The 2013-'15 state budget that Gov. Scott Walker signed into law June 30, 2013 included a $651 million income tax cut for the two-year period.

 

That goes directly to his 2010 campaign pledge to lower the income tax.


The budget cuts rates across the board and reduces the number of income tax brackets from five to four.


Here"s a breakdown of state income tax rates for married couples filing jointly, from the Wisconsin Budget Project, which is part of the liberal advocacy group Wisconsin Council on Children and Families:


Taxable income

Tax rate/Previous law

Tax rate/New budget

Up to $14,000

4.6 percent

4.4 percent

$14,000 to $29,000

6.15 percent

5.85 percent

$29,000 to $215,000

6.5 percent

6.27 percent

$215,000 to $315,000

6.75 percent

6.27 percent

$315,000 and over

7.75 percent

7.65 percent


Tamarine Cornelius, an analyst with the budget project, said that despite the tax cuts in the 2013-'15 budget, some low-income people have seen an increase in the income taxes they pay, and others are getting smaller income tax refunds, because of the change in the earned income tax credit in the 2011-'13 budget.

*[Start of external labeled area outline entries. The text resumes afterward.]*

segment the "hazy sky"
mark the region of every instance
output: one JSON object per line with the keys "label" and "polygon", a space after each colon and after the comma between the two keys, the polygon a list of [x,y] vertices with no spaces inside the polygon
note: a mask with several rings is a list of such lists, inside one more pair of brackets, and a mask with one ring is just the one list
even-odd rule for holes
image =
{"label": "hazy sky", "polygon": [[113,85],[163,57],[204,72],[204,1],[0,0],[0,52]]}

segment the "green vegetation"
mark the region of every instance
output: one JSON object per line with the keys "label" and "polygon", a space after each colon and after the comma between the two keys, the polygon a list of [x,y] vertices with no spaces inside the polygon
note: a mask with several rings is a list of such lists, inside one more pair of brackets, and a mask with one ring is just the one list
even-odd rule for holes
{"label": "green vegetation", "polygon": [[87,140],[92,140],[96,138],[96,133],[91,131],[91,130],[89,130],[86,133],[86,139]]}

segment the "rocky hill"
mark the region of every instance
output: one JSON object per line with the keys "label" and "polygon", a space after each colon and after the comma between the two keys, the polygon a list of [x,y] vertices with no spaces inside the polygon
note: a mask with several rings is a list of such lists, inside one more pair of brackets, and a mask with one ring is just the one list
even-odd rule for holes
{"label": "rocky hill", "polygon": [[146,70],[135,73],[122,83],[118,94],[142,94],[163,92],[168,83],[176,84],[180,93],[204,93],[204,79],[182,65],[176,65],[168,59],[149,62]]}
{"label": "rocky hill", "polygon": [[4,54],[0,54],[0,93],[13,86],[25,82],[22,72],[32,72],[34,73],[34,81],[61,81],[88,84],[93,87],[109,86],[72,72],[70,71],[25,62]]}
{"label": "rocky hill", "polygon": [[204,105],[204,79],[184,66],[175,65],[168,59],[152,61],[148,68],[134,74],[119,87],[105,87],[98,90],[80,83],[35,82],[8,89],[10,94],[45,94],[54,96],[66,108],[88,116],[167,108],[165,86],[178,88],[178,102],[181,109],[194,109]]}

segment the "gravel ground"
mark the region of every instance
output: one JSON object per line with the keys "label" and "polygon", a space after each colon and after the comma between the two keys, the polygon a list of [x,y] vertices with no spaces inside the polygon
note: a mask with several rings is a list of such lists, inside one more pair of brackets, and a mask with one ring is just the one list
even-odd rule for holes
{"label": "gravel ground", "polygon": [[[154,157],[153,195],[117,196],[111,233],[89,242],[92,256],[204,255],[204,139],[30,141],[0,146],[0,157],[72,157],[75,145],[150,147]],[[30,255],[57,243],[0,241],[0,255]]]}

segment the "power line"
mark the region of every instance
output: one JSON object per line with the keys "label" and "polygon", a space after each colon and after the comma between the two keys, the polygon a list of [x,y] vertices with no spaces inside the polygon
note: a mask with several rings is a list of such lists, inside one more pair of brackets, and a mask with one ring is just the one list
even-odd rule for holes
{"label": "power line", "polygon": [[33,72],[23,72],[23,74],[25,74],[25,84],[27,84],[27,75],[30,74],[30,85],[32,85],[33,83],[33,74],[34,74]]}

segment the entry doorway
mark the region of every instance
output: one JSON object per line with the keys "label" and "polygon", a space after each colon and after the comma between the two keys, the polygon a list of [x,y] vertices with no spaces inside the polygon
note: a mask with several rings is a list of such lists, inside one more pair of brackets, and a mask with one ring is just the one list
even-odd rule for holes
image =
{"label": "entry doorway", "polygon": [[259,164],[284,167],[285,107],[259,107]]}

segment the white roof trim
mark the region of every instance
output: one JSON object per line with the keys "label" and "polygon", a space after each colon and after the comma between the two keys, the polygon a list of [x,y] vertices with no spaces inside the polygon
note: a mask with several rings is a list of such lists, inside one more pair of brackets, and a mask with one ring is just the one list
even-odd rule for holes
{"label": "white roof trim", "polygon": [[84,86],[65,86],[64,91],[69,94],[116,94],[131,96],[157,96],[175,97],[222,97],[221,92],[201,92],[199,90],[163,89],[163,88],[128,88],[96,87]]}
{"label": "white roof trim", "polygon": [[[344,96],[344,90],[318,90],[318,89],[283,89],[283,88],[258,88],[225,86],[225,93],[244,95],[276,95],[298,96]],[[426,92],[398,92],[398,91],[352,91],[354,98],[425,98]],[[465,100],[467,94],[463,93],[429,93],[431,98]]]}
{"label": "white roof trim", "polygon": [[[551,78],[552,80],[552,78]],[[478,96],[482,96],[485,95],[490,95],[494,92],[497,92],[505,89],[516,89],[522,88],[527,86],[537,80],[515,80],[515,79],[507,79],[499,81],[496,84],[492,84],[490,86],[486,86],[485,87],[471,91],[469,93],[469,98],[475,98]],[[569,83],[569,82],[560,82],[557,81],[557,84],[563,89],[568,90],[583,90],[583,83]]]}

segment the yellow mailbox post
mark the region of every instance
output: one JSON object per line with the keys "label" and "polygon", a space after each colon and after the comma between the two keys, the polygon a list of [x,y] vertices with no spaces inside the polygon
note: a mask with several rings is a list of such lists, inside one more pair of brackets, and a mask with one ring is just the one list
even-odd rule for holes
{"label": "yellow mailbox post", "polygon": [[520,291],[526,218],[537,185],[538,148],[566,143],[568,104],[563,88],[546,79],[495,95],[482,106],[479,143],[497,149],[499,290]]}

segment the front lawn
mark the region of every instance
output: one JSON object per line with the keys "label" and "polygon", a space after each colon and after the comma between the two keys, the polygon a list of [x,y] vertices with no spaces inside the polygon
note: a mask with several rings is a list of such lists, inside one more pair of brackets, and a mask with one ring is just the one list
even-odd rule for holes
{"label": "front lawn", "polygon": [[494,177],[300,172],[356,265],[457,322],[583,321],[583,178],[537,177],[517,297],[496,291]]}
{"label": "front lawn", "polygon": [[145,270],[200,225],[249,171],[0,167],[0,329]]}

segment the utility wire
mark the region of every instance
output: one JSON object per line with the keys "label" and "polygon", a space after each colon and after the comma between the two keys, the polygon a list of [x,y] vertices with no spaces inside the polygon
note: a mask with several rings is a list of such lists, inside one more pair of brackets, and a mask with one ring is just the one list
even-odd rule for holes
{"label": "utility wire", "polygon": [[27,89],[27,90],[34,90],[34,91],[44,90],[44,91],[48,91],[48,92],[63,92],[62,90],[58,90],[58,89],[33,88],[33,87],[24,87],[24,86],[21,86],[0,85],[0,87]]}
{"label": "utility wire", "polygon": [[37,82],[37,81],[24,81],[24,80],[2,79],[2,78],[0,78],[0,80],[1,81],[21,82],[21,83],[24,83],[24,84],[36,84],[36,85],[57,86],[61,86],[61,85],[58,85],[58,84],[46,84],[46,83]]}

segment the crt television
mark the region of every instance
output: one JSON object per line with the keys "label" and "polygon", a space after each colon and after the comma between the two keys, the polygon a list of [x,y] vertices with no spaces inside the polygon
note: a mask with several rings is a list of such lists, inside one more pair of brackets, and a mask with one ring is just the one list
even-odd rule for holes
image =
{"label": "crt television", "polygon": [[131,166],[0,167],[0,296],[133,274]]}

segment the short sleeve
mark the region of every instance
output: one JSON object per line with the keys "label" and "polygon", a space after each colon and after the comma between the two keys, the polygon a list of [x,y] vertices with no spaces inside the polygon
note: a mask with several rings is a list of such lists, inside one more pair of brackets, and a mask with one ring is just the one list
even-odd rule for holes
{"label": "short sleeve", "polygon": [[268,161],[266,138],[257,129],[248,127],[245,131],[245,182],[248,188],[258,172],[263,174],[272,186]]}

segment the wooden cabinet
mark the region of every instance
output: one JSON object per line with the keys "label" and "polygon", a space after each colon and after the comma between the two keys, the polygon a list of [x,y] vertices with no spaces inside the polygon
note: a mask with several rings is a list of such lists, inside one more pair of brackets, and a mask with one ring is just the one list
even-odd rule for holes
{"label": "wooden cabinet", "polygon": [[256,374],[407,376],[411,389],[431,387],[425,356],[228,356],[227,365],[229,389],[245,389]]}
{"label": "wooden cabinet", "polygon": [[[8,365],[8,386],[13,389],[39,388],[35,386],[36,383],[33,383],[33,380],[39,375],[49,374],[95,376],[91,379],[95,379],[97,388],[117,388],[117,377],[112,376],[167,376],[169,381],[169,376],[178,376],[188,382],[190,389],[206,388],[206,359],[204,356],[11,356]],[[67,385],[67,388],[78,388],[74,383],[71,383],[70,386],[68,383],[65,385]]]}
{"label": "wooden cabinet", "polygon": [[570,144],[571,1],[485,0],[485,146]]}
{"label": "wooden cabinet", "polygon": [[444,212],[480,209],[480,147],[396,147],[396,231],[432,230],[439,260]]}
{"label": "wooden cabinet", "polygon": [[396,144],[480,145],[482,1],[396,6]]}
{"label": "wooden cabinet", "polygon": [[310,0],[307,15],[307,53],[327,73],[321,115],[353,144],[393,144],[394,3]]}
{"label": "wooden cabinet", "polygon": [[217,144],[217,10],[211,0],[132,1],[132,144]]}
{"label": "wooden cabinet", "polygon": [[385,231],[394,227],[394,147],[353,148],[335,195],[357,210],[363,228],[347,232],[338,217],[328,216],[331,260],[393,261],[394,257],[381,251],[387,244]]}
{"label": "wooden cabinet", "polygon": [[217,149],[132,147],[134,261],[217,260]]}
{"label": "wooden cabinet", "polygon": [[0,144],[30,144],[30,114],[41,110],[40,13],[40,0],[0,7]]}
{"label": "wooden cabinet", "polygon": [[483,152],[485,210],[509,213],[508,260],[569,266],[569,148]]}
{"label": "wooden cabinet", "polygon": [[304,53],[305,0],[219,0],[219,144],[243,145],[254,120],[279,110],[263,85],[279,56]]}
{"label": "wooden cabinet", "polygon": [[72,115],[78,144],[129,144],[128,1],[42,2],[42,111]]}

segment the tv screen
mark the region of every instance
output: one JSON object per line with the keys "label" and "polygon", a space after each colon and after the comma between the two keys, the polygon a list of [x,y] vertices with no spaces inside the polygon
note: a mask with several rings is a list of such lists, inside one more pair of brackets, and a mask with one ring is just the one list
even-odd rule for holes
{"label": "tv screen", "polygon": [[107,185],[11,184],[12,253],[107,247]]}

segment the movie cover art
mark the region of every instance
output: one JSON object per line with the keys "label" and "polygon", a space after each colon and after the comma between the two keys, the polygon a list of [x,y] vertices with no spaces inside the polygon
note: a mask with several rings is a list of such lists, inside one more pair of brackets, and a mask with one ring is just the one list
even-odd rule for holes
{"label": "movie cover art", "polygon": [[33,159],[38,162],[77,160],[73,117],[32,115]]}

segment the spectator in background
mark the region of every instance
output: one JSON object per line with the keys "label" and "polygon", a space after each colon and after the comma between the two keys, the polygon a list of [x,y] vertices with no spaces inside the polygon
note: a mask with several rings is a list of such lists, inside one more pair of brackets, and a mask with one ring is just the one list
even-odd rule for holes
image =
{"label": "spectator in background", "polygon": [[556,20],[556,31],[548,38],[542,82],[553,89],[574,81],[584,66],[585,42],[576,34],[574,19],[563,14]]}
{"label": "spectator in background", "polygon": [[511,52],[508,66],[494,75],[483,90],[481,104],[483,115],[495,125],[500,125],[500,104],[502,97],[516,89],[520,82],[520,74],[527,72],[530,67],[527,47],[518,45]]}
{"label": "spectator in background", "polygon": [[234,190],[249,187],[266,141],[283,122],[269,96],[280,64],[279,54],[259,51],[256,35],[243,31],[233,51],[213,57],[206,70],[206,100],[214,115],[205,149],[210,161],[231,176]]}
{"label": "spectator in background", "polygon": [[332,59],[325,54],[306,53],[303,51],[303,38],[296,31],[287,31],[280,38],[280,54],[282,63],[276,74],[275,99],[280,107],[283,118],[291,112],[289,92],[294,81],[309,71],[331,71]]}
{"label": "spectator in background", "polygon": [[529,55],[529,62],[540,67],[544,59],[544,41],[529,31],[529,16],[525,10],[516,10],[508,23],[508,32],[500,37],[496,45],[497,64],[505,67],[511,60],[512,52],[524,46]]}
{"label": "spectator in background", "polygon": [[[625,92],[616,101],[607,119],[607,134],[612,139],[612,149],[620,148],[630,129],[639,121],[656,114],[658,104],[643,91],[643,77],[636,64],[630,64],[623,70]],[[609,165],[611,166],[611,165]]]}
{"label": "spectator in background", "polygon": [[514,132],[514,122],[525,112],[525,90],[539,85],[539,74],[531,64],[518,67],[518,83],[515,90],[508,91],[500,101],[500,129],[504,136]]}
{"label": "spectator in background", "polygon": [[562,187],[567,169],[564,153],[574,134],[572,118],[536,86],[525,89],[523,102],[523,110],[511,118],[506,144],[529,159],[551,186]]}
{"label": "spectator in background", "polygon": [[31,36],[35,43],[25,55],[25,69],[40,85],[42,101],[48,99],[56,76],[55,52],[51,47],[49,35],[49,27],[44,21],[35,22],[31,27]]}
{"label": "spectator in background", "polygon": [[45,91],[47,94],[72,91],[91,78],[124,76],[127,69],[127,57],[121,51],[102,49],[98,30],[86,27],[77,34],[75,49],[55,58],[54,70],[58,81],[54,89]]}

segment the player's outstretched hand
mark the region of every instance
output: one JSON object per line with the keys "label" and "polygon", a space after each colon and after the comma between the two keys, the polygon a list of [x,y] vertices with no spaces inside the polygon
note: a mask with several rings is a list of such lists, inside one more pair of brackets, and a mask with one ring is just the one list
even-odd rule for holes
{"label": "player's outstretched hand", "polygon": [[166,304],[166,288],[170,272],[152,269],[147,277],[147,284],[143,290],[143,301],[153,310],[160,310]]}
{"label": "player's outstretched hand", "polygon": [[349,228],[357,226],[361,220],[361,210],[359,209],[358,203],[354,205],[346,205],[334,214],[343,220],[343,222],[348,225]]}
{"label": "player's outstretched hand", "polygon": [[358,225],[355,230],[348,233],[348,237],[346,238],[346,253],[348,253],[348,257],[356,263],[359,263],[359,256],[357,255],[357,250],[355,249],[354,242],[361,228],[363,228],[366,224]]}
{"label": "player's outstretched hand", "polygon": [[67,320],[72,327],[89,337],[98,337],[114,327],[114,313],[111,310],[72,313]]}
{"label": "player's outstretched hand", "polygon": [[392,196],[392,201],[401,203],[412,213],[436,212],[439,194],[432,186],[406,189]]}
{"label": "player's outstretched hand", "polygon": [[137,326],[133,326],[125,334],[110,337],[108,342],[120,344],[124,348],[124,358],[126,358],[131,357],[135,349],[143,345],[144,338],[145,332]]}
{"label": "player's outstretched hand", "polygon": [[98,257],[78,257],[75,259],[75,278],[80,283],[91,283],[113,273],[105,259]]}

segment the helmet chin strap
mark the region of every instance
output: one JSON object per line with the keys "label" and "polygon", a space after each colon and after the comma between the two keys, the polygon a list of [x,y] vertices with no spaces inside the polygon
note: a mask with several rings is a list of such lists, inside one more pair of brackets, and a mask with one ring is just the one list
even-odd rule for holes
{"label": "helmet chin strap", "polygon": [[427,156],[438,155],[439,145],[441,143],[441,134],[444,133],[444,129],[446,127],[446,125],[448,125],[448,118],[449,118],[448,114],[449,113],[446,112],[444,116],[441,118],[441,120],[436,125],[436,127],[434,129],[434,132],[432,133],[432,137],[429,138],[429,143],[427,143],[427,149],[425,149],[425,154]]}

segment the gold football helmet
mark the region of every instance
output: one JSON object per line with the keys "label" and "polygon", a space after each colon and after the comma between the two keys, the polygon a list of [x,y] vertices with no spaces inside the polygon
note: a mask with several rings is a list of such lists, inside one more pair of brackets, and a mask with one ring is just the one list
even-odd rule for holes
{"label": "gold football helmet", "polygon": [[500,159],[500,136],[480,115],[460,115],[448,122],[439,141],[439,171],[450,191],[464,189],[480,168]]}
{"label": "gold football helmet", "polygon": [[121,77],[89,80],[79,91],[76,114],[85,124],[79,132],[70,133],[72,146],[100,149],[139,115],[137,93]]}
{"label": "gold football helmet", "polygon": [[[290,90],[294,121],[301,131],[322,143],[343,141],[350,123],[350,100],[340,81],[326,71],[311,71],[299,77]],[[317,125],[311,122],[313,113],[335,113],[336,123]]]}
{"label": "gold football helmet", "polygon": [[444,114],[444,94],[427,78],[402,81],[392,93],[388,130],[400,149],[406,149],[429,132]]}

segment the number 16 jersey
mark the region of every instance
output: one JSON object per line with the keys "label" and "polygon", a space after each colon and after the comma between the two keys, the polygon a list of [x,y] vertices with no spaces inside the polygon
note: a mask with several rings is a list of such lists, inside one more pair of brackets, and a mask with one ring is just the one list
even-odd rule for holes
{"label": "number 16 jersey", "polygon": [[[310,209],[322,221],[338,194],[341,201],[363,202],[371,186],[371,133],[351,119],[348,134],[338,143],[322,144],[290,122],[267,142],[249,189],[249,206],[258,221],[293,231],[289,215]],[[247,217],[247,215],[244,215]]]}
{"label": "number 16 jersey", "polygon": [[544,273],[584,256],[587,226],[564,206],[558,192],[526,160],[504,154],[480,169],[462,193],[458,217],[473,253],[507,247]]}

(Based partly on the tax credit change, which is regarded as a tax increase by the nonpartisan state Legislative Fiscal Bureau, we gave Walker a Promise Broken on his pledge to oppose and veto all tax increases.)

 

But given the across-the-board cuts in tax rates and the reduced revenue that will result from the 2013-'15 budget, we move our rating on this pledge to Promise Kept.